C J Campbell wrote:
Cirrus has been promising that 12,000 hour restriction for years, now. I
wish them well.
I searched the online POH for the SR20 and could not find this
limitiation documented. Can you provide a link to documentation of this
limit?
Ah, if it is not on the Internet, it must not be true, eh? :-)
Not at all, I just wanted a quick-n-easy link to point someone to.
The only place you will find that is by
reading the type certification. There may be some place you can find that on
the Internet.
That info sure makes the googling easier.
Found a reference to it he
http://www.airplanenoise.com/article....%20Cirrus.pdf
Getting the correct number (4350) off that website makes Cirrus's own
website be result #2 when googling on: sr22 4350 hours
http://www.cirrusdesign.com/aircraft/faq/index.html
It's definitely easy to find when you know the right info to google for.

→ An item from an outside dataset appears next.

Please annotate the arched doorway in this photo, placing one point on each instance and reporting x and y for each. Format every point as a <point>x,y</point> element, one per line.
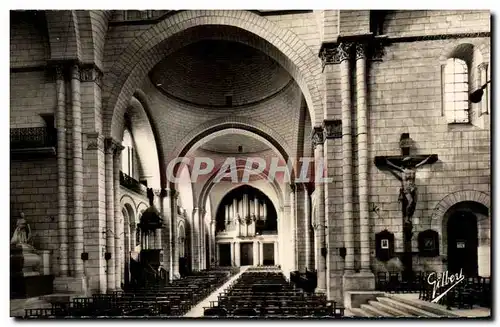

The comparision site also says that TBO on the SR22 engine is only 1700
hours, that surprised me.
Then they can start figuring out why these things are
falling out of the sky. There just seems to be no good reason for it. I
suspect training is the issue.
according to the current issue of FLYING, they have stopped falling out
of the sky. Maybe the training has improved.
Well, there were two of them quite recently, but maybe "Flying" went to
press before those incidents occurred.
True. But those were not fatal accidents. An alarmingly high rate of
fatal accidents was the knock on Cirrus, as I recall. The latest FLYING
has a column by one of their regulars claiming the cirrus accident rate
is now roughly equivalent to that for 182's.